A Educação e a Cultura, são encarados, pela cartilha neo-liberal, como sectores onde o que importa é, a todo o custo, fazer emagrecer as despesas públicas por forma a estas estarem disponíveis para sectores onde os interesses privados se possam deles apropriar mais facilmente. Na Educação, o objectivo também é o de a transformar em si num mercado à disposição dos interesses privados aí instalados. O principal obstáculo é o carácter público da esmagadora maioria das instituições de ensino de qualidade. É a esta luz que se devem entender as políticas de desestruturação do ensino básico e secundário; as políticas de desregulação e embaratecimento do mercado de trabalho dos professores, de todos os níveis de ensino, com a precarização das suas carreiras e criação de um grande exército de desempregados, precedidas por verdadeiras campanhas de desacreditação da carreira docente.

Bolonha, e a reforma curricular a ela associada, deve ser entendida como um claro instrumento federalista europeu, que de uma só penada, diminui as qualificações curriculares e segmenta os percursos académicos (e com isso torna mais atractiva a concorrência da iniciativa privada no sector), assim como permite uma hierarquização de escolas, e de países, por forma a concentrar o investimento nos últimos ciclos, e investigação científica associada, nos países centrais ao Capitalismo europeu.

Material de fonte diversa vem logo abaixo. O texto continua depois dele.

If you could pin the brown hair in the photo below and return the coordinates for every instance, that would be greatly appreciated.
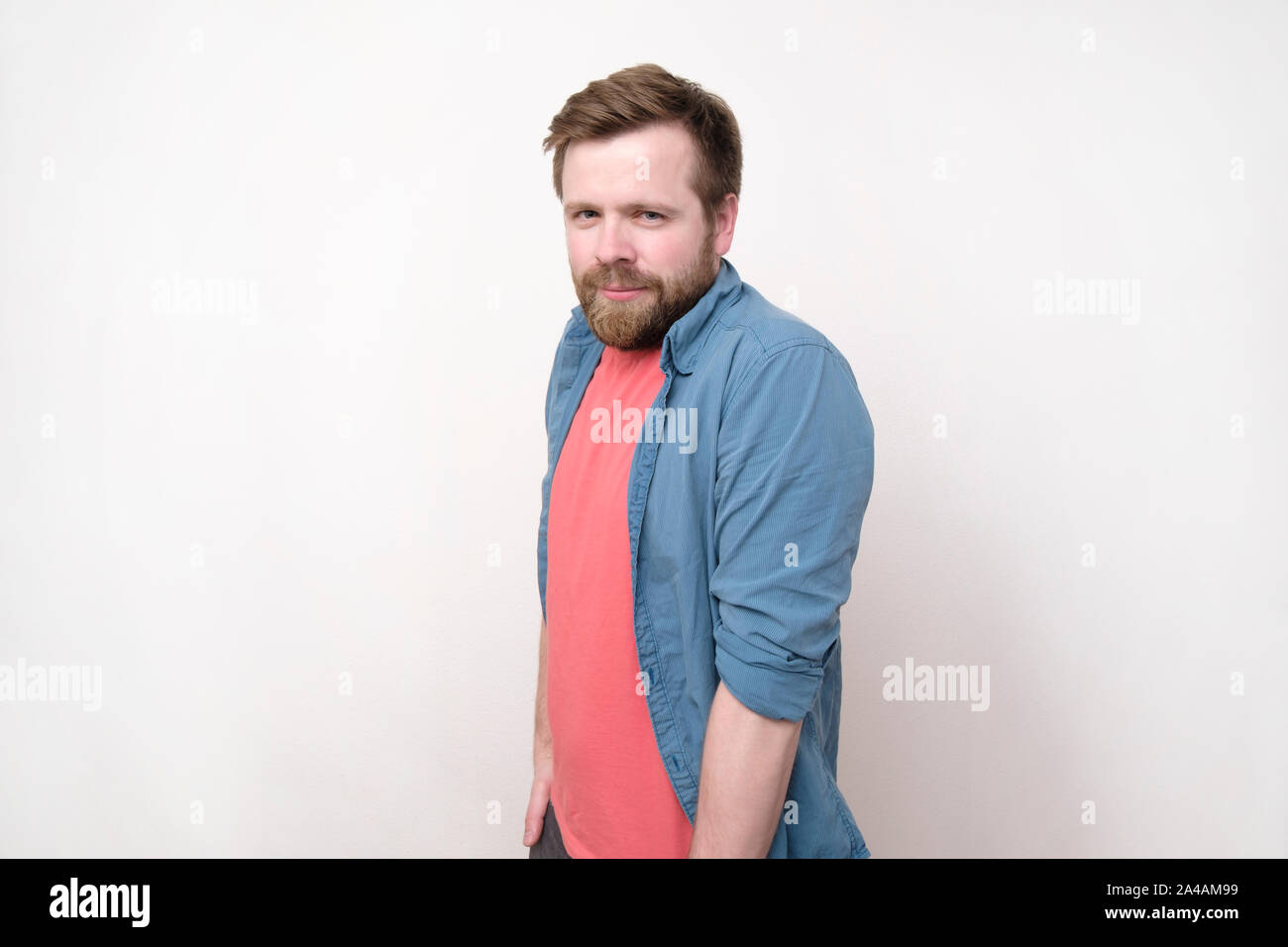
(648, 94)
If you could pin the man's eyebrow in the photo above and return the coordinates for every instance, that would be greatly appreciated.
(626, 208)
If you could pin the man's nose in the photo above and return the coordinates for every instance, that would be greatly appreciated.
(613, 245)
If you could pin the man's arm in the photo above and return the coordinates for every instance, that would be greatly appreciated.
(794, 474)
(542, 757)
(746, 764)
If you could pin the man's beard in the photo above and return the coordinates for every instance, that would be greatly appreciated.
(642, 322)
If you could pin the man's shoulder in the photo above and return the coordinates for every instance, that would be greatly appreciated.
(754, 330)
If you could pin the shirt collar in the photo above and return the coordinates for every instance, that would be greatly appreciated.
(683, 341)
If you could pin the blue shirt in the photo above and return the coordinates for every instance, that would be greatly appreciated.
(745, 500)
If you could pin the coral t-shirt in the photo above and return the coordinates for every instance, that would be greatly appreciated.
(610, 792)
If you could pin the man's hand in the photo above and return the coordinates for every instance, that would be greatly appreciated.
(535, 821)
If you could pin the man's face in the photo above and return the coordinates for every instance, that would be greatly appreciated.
(634, 223)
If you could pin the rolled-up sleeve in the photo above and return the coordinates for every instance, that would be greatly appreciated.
(793, 483)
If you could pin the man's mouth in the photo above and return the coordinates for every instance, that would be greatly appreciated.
(622, 291)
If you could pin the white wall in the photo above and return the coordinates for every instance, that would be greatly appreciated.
(224, 510)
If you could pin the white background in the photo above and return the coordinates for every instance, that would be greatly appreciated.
(230, 510)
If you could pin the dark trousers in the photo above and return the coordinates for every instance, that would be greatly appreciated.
(550, 844)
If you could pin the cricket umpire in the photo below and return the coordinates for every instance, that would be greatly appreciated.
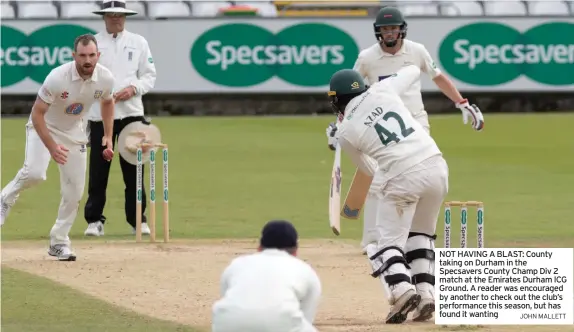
(128, 57)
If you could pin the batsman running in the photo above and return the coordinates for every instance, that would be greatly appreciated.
(56, 131)
(383, 139)
(391, 52)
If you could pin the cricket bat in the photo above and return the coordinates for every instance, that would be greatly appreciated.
(335, 193)
(356, 196)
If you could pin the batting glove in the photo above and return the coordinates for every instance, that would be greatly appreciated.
(472, 112)
(331, 139)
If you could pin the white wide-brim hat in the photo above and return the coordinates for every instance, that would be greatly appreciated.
(115, 6)
(134, 134)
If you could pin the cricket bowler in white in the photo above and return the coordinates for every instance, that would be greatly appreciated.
(271, 290)
(56, 130)
(384, 58)
(380, 135)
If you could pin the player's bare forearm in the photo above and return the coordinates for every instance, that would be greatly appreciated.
(447, 87)
(107, 107)
(38, 111)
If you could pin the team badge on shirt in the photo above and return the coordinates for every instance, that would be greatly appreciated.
(74, 109)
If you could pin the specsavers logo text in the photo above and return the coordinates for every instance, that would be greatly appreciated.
(36, 54)
(494, 53)
(242, 55)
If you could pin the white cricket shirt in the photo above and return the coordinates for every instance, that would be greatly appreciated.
(129, 58)
(375, 65)
(267, 291)
(377, 125)
(70, 98)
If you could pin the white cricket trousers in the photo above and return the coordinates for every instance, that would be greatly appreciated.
(410, 202)
(370, 206)
(33, 172)
(237, 320)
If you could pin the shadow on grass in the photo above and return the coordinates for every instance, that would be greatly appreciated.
(35, 304)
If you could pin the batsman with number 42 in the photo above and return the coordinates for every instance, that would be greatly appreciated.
(381, 137)
(378, 62)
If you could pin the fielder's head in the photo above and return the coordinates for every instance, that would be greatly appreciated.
(390, 26)
(279, 234)
(114, 13)
(86, 54)
(345, 85)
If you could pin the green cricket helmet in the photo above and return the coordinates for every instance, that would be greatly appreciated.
(345, 85)
(390, 16)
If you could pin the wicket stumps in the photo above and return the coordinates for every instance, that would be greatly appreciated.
(463, 222)
(152, 192)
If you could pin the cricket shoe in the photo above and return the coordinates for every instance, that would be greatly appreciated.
(62, 251)
(145, 229)
(4, 211)
(424, 310)
(402, 306)
(95, 229)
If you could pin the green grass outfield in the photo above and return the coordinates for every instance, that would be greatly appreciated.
(228, 176)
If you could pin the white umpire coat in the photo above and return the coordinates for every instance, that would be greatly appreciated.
(129, 58)
(267, 291)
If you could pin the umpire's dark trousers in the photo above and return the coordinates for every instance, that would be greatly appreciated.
(100, 170)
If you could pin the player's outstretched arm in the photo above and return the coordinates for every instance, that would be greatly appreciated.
(39, 110)
(107, 109)
(58, 152)
(468, 111)
(362, 161)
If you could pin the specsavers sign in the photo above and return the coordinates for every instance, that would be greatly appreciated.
(293, 56)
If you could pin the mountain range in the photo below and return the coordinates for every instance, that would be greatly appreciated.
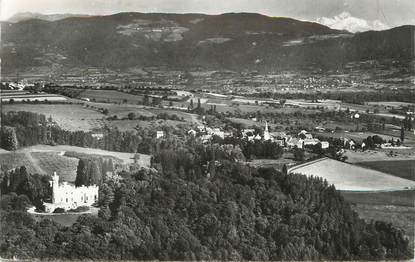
(235, 41)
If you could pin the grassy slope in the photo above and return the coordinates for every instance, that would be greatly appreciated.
(400, 168)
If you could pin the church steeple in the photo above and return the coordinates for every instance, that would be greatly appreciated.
(266, 132)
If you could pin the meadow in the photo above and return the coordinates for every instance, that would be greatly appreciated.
(71, 117)
(400, 168)
(348, 177)
(111, 96)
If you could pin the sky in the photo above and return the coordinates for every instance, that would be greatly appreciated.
(359, 15)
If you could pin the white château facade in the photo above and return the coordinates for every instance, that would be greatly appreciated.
(67, 196)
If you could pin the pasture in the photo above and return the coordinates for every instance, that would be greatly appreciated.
(23, 96)
(126, 158)
(400, 168)
(43, 159)
(348, 177)
(111, 96)
(73, 117)
(51, 162)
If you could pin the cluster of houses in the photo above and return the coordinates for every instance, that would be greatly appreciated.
(303, 138)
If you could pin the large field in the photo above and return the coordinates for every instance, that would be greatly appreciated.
(350, 177)
(400, 168)
(19, 96)
(111, 96)
(44, 159)
(72, 117)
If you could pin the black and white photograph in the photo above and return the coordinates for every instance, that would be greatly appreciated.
(207, 130)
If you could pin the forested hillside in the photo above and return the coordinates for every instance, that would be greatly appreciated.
(239, 213)
(196, 202)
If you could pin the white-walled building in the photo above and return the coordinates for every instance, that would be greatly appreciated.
(67, 196)
(159, 134)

Estas transformações no Ensino só podem ser concretizadas com a definitiva eliminação de toda a forma de gestão democrática e participada. Para isto apontam as tendências de municipalização do ensino não superior, a criação de grandes agrupamentos verticais e a profissionalização da sua gestão. Para isto foi publicado o novo Regime Jurídico para as instituições do Ensino Superior, que pondo fim à chamada Autonomia Universitária, possibilita o completo afastamento dos professores e alunos dos órgãos de gestão e fiscalização, abre claramente a gestão destas instituições aos interesses económicos privados, e permite a sua transformação em Fundações Públicas de direito privado, passo primeiro para a sua privatização.

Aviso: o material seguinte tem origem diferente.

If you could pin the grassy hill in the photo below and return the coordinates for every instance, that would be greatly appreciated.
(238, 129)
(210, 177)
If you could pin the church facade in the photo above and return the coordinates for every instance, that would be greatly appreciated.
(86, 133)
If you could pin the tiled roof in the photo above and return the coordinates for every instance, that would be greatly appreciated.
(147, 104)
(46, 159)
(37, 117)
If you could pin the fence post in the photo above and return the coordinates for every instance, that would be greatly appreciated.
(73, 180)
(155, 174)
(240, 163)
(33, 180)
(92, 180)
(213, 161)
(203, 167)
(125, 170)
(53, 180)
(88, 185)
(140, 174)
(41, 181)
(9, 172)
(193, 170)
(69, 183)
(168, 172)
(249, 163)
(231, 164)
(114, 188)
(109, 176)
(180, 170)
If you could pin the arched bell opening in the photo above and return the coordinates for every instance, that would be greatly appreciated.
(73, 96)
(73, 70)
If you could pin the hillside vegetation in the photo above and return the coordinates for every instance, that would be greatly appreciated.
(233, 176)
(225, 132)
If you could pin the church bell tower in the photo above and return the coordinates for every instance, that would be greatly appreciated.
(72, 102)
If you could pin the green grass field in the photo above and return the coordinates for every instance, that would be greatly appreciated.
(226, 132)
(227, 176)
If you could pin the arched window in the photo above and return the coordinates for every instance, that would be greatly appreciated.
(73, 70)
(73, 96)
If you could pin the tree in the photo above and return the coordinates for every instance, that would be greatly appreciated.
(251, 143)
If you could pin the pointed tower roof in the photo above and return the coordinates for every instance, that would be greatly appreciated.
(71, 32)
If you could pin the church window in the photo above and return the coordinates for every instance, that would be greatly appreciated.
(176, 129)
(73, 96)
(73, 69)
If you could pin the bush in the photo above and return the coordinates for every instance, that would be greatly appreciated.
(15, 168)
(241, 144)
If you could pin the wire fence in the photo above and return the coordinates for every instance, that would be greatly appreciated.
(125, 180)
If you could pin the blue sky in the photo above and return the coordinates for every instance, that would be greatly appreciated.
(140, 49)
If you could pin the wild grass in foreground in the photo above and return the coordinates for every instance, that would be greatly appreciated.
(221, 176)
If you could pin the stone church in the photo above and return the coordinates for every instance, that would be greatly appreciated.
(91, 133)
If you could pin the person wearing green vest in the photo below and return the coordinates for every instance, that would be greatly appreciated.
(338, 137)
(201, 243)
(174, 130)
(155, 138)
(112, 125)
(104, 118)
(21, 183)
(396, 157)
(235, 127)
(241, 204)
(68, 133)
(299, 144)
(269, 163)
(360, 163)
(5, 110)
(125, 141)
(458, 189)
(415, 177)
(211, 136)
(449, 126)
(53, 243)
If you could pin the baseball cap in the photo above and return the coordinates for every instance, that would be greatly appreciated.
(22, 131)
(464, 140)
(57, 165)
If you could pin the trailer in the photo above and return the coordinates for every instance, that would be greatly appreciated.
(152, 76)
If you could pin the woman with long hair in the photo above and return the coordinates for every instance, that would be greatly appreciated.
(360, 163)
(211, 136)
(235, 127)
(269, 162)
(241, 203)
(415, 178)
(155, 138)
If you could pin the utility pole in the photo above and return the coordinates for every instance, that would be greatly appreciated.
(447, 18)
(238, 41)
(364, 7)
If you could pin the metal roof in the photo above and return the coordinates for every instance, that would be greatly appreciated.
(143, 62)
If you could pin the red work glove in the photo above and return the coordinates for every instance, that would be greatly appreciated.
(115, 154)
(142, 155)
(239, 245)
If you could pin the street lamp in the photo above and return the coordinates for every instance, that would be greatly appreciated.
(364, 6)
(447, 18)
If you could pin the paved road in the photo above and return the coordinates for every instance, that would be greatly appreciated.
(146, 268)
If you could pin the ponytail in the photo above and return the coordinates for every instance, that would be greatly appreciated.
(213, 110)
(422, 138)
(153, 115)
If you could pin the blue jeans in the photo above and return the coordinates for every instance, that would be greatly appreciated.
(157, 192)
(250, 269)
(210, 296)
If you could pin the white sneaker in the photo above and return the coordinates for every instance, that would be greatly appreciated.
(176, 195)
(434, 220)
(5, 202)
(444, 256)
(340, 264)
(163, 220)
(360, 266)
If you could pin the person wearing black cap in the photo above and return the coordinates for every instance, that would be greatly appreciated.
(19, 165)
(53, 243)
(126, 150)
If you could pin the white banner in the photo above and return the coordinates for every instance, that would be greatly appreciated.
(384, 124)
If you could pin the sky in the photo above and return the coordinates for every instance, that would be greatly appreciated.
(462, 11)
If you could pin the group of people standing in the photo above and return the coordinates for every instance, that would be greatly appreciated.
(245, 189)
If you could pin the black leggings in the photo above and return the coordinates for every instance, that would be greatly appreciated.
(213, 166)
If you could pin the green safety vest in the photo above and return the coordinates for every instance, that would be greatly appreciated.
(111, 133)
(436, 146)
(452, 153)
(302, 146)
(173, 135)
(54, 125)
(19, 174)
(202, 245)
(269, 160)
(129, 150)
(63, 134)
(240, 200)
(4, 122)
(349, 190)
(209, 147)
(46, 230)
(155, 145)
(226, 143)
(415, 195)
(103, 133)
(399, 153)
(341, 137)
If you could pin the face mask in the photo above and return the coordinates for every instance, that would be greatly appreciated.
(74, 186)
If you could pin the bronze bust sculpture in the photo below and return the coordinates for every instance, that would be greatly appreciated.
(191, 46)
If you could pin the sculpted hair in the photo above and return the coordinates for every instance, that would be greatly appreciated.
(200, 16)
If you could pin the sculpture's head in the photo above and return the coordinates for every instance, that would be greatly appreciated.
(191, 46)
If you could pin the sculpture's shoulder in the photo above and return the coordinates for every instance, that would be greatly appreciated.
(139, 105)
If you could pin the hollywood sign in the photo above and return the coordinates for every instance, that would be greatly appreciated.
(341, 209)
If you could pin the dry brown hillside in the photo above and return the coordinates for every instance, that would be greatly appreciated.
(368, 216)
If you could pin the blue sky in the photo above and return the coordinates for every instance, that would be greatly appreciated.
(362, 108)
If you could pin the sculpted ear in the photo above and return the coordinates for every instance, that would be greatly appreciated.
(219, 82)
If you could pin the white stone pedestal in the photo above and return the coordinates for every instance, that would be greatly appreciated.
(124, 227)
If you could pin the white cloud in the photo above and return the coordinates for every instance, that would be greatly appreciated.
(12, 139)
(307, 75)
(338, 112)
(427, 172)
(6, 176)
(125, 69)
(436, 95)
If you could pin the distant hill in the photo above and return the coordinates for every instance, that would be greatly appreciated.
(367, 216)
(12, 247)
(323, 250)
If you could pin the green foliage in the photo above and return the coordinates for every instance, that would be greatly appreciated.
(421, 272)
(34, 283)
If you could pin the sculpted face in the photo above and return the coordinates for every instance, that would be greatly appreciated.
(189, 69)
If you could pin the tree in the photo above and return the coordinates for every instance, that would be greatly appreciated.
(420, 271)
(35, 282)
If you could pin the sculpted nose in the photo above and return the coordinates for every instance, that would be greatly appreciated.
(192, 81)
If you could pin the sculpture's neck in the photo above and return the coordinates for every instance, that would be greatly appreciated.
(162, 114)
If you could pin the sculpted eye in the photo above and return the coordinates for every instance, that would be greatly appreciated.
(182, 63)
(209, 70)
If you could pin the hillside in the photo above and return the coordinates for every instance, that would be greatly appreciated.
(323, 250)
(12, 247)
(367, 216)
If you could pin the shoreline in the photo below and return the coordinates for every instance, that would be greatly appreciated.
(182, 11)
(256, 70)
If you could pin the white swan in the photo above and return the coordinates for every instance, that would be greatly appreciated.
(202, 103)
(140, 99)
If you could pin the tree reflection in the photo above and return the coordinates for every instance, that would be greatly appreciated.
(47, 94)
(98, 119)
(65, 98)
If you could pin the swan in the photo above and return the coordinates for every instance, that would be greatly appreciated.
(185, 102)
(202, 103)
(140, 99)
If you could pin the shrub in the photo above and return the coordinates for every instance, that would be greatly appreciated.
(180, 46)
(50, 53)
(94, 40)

O caso da Educação é particularmente pedagógico sobre o papel histórico da Social Democracia. São exactamente os mesmos que nas décadas de 40 a 70, quando dos grandes avanços do movimento operário mundial, o pretenderam atavicamente limitar a alguns aspectos de moderação do Capitalismo, afastando o objectivo da construção do Socialismo, com o argumento que o projecto deveria esgotar-se nas funções sociais do Estado, então chamado «Estado-Providência», que hoje são motor descarado da destruição dessas mesmas funções sociais.

É imperioso que mudemos de política nestes dois sectores fundamentais. Sem uma política nacional de investimento no Ensino público, a todos os seus níveis, que é indissociável da correspondente valorização do papel e importância dos seus professores, não será possível alargar a cobertura do sistema de ensino e inverter os preocupantes indicadores da nossa situação actual. Sem uma política empenhada de qualidade do Ensino público, não será possível inverter esta tendência de diminuição de qualificações de emagrecimento dos curricula. Sem o aumento significativo das qualificações da nossa mão-de-obra não será possível contrariar os interesses do Capital internacional na distribuição mundial de trabalho que nos condenam aos sectores de menor incorporação de tecnologia e consequentemente de menor valor acrescentado. Sem cortar por completo com estas políticas para a Educação e Cultura, não só perderemos o que nos resta nestes sectores do que foi conquistado em Abril, como comprometeremos seriamente para o futuro qualquer projecto para um Portugal independente, que não seja pasto dos interesses do grande Capital.